I think Australia needs to grow some balls.
- Hugh Ritchie
Many of the world's passenger aircraft are now in deserts, including in central Australia. They will need to be brought back up to technical standards. Pilots will need to be retrained.
Mr Ritchie agrees with Dr Bilotkach that fear of crowds will change the balance towards smaller airports.
Singapore Airport manages 72 million passengers a year, with a population in the city-state of four million.
Smaller airports, in contrast, can deal with fewer people and link with each other.
He thinks that mid-sized planes such as Boeing's Dreamliner were the way forward for international flights.
Their rise in the market meant airports like Launceston in Tasmania and Canberra were well placed for the new era. "These airports are manageable," he said.
"In Sydney everybody pushes through. Canberra can manage the people," he said. "Regional airports are fine. Canberra is fine."
"If I was going to invest in airports in Australia, I would invest in regional ones."
Where do governments fit in?
They don't is the angry view of a lot of people in the industry.
Mr Ritchie's company advises airlines all over the world, particularly in the Middle East.
He is normally based in the Indonesian capital, Jakarta, but finds himself trapped in Sydney. There are, no doubt, worse places to be trapped except his wife is at home in Indonesia.
He thinks the Australian government has been far too ready to close borders - and so close an industry.
"We have ramped up the fear factor too far. People are so scared of catching this thing that they don't want to go outside."
"I think Australia needs to grow some balls," he said.
The dismay at governments is shared by the International Air Transport Association, which represents 290 of the world's airlines.

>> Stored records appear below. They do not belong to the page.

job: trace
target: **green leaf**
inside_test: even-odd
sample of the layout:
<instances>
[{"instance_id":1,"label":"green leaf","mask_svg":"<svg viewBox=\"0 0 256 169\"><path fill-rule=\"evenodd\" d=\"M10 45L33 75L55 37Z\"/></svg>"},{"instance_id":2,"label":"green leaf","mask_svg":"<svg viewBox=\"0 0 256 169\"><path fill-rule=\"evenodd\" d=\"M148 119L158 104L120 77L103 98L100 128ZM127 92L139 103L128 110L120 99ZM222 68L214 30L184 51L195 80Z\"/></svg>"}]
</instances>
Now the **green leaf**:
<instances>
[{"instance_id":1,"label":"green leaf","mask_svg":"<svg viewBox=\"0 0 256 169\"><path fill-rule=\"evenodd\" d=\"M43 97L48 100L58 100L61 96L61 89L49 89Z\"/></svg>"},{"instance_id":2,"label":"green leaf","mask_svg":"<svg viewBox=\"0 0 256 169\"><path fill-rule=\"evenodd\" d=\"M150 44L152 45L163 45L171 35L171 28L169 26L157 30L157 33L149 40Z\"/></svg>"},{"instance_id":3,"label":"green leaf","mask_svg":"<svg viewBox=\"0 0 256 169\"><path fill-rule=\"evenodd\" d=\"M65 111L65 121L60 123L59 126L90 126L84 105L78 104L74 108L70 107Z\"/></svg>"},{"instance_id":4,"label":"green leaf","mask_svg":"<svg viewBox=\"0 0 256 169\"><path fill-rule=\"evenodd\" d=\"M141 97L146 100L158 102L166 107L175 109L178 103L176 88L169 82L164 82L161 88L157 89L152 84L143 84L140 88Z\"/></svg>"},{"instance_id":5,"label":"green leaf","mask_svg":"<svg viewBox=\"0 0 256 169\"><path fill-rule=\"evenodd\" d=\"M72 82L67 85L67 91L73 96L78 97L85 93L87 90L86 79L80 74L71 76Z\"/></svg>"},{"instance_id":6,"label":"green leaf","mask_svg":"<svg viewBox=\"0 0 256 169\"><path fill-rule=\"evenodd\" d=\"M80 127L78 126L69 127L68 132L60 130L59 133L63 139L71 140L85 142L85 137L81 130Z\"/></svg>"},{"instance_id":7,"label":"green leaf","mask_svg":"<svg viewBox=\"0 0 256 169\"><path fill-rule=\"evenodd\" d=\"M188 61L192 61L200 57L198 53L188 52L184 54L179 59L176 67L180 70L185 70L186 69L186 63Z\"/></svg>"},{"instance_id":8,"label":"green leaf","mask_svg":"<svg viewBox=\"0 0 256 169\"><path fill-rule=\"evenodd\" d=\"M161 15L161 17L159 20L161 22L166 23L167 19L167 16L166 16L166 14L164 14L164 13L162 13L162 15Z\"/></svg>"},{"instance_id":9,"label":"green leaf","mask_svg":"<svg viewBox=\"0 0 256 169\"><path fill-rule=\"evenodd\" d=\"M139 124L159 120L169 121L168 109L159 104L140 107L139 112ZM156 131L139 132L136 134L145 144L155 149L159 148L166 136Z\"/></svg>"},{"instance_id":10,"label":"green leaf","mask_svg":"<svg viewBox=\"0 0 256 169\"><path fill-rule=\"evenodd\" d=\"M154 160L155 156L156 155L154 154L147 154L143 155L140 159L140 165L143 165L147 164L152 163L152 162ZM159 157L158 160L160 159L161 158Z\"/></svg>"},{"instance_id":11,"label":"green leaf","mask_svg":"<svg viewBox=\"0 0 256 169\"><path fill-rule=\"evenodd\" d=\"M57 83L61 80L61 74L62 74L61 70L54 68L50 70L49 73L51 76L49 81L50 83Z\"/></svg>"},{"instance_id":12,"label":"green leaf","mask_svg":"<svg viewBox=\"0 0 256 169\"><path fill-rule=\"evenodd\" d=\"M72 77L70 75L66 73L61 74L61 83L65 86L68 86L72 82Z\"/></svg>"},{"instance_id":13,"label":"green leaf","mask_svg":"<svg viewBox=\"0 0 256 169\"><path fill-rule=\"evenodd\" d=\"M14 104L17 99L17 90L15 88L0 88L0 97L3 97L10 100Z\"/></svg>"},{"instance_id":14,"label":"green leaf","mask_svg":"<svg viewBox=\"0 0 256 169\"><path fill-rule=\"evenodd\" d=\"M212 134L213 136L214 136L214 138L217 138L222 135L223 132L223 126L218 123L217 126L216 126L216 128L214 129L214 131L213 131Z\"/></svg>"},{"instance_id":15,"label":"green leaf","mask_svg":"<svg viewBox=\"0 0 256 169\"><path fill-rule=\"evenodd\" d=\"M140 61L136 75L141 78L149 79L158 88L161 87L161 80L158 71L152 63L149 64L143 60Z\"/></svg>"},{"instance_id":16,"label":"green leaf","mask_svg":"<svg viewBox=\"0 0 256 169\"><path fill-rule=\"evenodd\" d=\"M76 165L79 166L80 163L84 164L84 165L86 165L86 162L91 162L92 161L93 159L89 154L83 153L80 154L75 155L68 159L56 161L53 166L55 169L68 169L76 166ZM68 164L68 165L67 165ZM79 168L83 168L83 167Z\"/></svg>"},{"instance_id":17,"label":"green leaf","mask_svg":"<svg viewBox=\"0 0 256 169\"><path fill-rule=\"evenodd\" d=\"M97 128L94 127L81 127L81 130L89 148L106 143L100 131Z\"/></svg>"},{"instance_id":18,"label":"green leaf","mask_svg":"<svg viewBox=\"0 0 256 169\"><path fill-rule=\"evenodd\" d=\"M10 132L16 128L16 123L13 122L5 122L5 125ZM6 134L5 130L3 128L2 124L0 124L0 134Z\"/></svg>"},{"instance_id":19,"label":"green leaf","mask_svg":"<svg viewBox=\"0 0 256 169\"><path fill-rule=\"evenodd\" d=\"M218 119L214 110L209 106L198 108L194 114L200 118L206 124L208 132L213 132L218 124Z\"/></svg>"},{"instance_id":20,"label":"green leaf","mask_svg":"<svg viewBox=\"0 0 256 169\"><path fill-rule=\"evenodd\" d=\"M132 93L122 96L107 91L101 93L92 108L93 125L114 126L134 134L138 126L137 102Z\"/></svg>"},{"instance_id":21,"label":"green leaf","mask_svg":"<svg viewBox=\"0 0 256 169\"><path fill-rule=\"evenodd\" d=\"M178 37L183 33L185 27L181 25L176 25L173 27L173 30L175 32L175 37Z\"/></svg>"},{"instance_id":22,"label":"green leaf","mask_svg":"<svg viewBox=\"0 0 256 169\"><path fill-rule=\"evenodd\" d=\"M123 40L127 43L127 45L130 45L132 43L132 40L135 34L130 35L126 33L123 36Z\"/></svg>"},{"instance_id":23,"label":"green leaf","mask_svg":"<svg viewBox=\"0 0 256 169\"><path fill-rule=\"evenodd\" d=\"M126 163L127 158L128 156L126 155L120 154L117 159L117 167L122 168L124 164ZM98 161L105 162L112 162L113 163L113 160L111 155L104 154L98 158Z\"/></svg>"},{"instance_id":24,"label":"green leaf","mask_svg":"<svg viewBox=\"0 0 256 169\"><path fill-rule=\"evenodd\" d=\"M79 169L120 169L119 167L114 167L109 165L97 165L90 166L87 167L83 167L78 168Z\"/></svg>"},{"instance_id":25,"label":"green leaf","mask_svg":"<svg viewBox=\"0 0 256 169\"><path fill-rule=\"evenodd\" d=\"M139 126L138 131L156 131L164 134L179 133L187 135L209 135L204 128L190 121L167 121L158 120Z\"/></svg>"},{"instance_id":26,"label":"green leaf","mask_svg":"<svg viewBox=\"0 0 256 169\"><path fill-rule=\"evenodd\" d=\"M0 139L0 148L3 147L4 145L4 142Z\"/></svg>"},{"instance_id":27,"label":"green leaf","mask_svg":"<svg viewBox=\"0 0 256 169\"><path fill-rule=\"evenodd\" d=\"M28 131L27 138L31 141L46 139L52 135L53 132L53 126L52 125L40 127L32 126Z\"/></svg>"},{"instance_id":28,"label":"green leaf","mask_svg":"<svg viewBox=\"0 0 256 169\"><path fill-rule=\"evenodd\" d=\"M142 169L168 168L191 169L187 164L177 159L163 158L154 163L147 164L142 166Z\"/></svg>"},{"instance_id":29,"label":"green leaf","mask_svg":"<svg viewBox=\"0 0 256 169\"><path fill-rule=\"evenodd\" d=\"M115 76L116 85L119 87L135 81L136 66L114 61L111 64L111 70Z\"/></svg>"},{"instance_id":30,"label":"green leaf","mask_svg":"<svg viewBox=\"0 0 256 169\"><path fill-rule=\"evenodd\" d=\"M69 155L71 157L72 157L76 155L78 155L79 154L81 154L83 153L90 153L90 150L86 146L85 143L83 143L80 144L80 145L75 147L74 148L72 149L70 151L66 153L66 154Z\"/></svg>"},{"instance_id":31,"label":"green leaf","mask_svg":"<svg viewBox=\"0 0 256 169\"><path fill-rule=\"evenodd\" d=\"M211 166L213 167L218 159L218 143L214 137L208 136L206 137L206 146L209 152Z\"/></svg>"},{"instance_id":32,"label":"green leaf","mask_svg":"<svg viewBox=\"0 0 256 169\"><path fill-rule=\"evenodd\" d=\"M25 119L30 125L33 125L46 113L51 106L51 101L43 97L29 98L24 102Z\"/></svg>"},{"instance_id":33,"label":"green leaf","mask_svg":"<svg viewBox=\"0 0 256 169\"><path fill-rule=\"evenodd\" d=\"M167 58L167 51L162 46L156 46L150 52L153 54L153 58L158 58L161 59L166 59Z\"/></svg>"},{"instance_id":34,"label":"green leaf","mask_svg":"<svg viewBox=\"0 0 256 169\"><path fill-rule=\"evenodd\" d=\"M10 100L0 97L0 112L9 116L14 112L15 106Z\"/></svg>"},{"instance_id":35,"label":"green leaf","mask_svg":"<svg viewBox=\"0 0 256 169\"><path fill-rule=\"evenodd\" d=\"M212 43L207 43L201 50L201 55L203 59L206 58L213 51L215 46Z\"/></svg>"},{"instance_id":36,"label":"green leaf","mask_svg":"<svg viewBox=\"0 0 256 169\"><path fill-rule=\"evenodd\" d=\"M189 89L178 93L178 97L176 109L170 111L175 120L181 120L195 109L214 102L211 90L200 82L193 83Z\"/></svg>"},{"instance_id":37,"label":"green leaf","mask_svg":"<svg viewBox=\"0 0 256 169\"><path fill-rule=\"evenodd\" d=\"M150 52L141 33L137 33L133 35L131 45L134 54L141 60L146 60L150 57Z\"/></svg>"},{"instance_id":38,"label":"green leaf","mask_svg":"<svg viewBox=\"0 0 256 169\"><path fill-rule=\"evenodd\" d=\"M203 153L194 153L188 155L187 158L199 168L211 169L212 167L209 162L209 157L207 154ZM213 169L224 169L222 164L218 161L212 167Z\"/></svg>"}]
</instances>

Its director general, Alexandre de Juniac, said that 90 per cent of international flying had stopped.
"What is killing aviation is the fact that governments are not managing the risks of opening borders. Instead, they are keeping global mobility effectively in lockdown," he said.
Where does it leave airlines?
Often with a begging bowl.
In the United States, The New York Times reported: "The Trump administration has reached an agreement in principle with major airlines over the terms of a $25 billion bailout to prop up an industry hobbled by the coronavirus pandemic."
The federal government's Australian Airline Financial Relief Package amounts to $285 million.
In Europe, some bigger airlines and profitable low-cost ones have said they don't need state aid and have lobbied against it for their weaker rivals.
But national governments have propped up some smaller airlines like the Swedish, Serbian and Belgian flag carriers.
Is a shake-out on the way?
If this thing goes on, there's no doubt airlines will fall.
Qantas is probably too big and too important to Australia's image for the government to allow it to crash but Virgin Australia is already in trouble.
Smaller, local airlines are looking on with interest.
Pelican already flies from northern New South Wales to Canberra.
Regional Express Airlines (Rex) has a network of small destinations from the Northern Peninsula Airport in Bamaga down to Burnie in Tasmania and out far west to Monkey Mia in Western Australia.
Maybe they're the future - but there'll be turbulence on the way.